SELECT f.foo_id,f.foo_parent_id FROM foo f
foo f
- 给我前面的X个parent_id (这很好,您只需调整LIMIT 10以改变要显示的父级别数)
INNER JOIN
(select foo_id from foo where foo_parent_id is null order by foo_parent_id
LIMIT 10
) top_foo_parent
on isnull(f.foo_parent_id,f.foo_id) = top_foo_parent.foo_id
WHERE
(这部分是一种hacky,因为你必须把更长的字符串用来过两个孩子)
- 这是第一个孩子,或者......
(f.foo_id in (select MIN(foo_id) from foo fc1 where fc1.foo_parent_id =f.foo_parent_id)
)
or
- 这是第二个孩子,或者......
(f.foo_id in (select MIN(foo_id) from foo fc1 where fc1.foo_parent_id =f.foo_parent_id and fc1.foo_id not in (select MIN(foo_id) from foo fc2 where fc2.foo_parent_id=f.foo_parent_id))
)
or
- 这是父母
f.foo_parent_id is null
order by isnull(f.foo_parent_id,f.foo_id)*100 + f.foo_id
所以我们在这里做的基本上是通过parent_id列进行排序,然后是略微扭曲的子列。如果parentid列为NULL,那么我们使用实际ID。这意味着出于订购目的,我们的表格如下所示:
==============================================================================
| foo_id | foo_parent_id | isnull(f.foo_parent_id,f.foo_id)

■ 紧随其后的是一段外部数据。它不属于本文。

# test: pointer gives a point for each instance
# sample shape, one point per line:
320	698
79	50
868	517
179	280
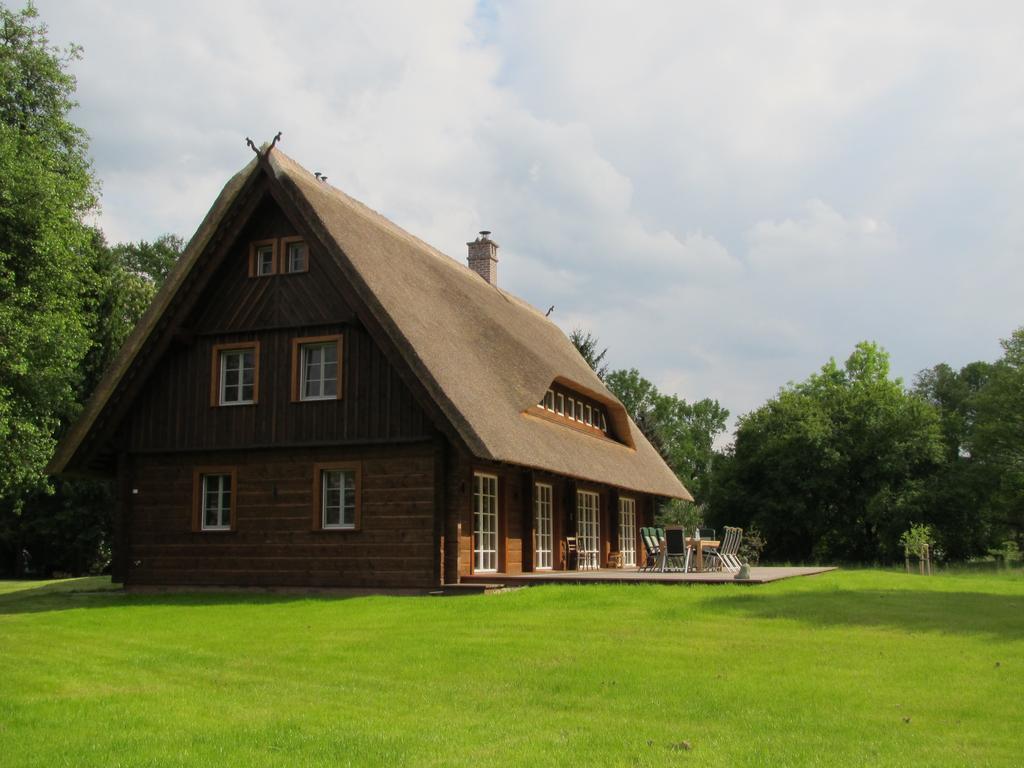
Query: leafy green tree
833	467
997	439
46	189
587	345
955	500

==============================================================================
| 1 | NULL | (1)
| 2 | NULL | (2)
| 3 | 1 | 1
| 4 | 2 | 2
| 5 | 1 | 1
| 7 | 2 | 2
----------------------------------------------------------------------
然后我们将该排序列乘以* 100
==============================================================================
| foo_id | foo_parent_id | isnull(f.foo_parent_id,f.foo_id)*100
==============================================================================
| 1 | NULL | 100
| 2 | NULL | 200
| 3 | 1 | 100
| 4 | 2 | 200
| 5 | 1 | 100
| 7 | 2 | 200
----------------------------------------------------------------------
最后我们将foo_id列添加到其中
==============================================================================
| foo_id | foo_parent_id | isnull(f.foo_parent_id,f.foo_id)*100 + foo_id
==============================================================================
| 1 | NULL | 101
| 2 | NULL | 202
| 3 | 1 | 103
| 4 | 2 | 204
| 5 | 1 | 105
| 7 | 2 | 207
----------------------------------------------------------------------
现在我们按该虚拟列排序表格......
==============================================================================
| foo_id | foo_parent_id | ORDER BY isnull(f.foo_parent_id,f.foo_id)*100 + foo_id
==============================================================================
| 1 | NULL | 101
| 3 | 1 | 103
| 5 | 1 | 105
| 2 | NULL | 202
| 4 | 2 | 204
| 7 | 2 | 207
----------------------------------------------------------------------
我们走了!
答案 1 :(得分:0)
我想提出另一种方法来回答这个问题:
SET @topN = 1;
SELECT foo_id, foo_parent_id
FROM (
SELECT
f.foo_id
, f.foo_parent_id
, IFNULL(f.foo_parent_id, f.foo_id) AS grp_rank
, CASE
WHEN f.foo_parent_id IS NULL
THEN @topN:= 1
ELSE
@topN:=@topN+1
END topN_rank
, f_parent.foo_id AS f_parent_foo_id
FROM
foo AS f
RIGHT JOIN (
SELECT foo_id
FROM foo
WHERE foo_parent_id IS NULL
ORDER BY foo_id LIMIT 10
) f_parent
ON f_parent.foo_id = IFNULL(f.foo_parent_id, f.foo_id)
ORDER BY grp_rank, f.foo_id
) AS foo_derived
WHERE topN_rank <= 3
一般说明:
I want to get, say, the first 10 parent records <-- SUBQUERY "f_parent"
followed by, say, the first 2 child records of that parent record. <-- topN <= 3 (PARENT + 2 CHILDREN)
工作原理:
grp_rank NULL foo_parent_id重置排名。这个新列topN_rank受到排序的影响。 topN_rank并仅返回所需的列。topN_rank列过滤,获取每个组的前N行,每组禁止超过3行。